One thing I really choose to challenge is the perception that you can't have strong women leaders. I've met some incredible leaders in my journey. And every single day, my team challenge me to bring creativity to the table and choose to think differently.
One thing I have also seen in my career is that if I am brave and have the courage to speak the truth and challenge things, I can change the dynamic of the room. By speaking up it can allow the communication channel for other women to open up as well.
I think everyone experiences imposter syndrome, which really is really self-doubt, it. It's not just a woman centric issue, it also applies to men as well. I think various times in my career I've suffered from some way, shape or form of imposter syndrome where I've doubted myself and actually it may have cost me other opportunities that I very well deserved but I just didn't really think I was ready for it at the time.
In my experience, as a man and being raised as a man, it stressed that you need to always be confident and be strong and never show weakness.
RPA has helped me to grow in my confidence. And this confidence has given me the ability to go speak at conferences and events. And there have been many times I’d think, " I'm the only woman here" and I would look out in the audience and just see a sea of male faces.

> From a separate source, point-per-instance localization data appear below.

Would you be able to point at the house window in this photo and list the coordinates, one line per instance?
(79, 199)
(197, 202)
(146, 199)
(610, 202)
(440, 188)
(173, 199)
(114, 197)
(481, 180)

Sometimes I'd doubt myself and think, ‘I was just in the right place at the right time. I was just lucky’. But I've reflected on that over the years and thought, back in the early days, there was 10 or 15 people on that team and only two people have gone on to be heads of RPA. So it's about, yes, I was lucky to get my opportunity in RPA but I took the opportunity. A big thank you to our panelists for sharing their insights and we look forward to our next Empower Hour hosted by Women in RPA.